To have compassionate care as well as standards of patient safety, quality and affordability will require alignment of complex components of the health care system.  It will require all the parts of the system to support the patient-physician interaction.  Compassionate care requires a compassionate health care system.

2 Comments to Compassionate Care Requires Compassionate Systems

  • December 3, 2012 at 1:35 am | Permalink

    I agree with the first paragraph of this blog by Dr. Wolfson and Dr. Lown’s comments. I am a physician patient who feels compassionate care is missing. As I said in comment of another blog we need back to basics first.

  • November 2, 2011 at 6:09 am | Permalink

    We agree with Dr. Wolfson’s formulation and make the same point in our article – compassionate care requires compassionate systems – something both patients and physicians said are missing in today’s healthcare when we surveyed them (these survey results are reported in our article in Health Affairs). We also agree that the compassionate practice of patient-centered medicine requires many complex qualities, values, and behaviors in addition to knowledge and clinical expertise.
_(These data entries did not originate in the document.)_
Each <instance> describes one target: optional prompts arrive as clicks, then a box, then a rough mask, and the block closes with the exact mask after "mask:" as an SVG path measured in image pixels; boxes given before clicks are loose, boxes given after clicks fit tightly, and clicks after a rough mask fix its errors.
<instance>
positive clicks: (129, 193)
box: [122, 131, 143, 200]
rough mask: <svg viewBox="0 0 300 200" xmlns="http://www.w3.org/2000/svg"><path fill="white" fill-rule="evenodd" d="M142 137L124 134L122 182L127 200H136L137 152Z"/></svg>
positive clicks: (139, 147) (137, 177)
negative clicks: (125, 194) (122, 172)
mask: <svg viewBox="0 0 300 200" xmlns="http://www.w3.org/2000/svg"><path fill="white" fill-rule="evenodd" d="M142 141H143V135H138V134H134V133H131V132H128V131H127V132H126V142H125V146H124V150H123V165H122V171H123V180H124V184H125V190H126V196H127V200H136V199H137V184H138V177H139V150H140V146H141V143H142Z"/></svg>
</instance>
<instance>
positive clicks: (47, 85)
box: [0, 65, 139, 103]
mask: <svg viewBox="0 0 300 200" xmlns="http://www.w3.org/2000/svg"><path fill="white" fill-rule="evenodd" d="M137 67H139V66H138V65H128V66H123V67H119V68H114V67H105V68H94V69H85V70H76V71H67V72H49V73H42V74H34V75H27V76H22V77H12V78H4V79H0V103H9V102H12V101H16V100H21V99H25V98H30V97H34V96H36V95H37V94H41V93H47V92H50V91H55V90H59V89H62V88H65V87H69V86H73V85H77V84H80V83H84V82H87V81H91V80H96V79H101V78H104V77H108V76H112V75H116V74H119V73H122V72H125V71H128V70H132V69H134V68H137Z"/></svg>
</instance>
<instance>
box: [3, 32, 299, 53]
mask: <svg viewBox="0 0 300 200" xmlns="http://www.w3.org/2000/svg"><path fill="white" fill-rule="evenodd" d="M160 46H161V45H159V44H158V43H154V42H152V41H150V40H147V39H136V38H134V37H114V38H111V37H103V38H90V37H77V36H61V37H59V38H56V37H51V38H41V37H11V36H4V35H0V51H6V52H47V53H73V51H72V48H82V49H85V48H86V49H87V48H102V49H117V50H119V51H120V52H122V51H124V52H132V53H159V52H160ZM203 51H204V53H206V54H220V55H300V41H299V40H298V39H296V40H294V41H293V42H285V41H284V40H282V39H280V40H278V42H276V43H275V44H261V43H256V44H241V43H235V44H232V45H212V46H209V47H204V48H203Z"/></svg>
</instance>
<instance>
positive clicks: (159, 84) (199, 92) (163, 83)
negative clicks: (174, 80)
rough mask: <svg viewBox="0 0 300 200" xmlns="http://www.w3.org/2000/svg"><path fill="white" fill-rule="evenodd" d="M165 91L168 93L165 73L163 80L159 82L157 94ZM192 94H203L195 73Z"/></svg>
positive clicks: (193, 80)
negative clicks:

The profession should create, assess and reinforce standards that encompass compassionate, patient-centered care, effective communication and healing relationships as well as professional “competency” and professionalism. None can stand alone.

    The IHI’s (and now CMS under Berwick) triple aim is better care for individuals, better health for populations and lower costs. Perhaps the triple aim for healthcare professionals should be clinical competency (I prefer the term clinical excellence), professionalism, and compassionate, patient-centered care.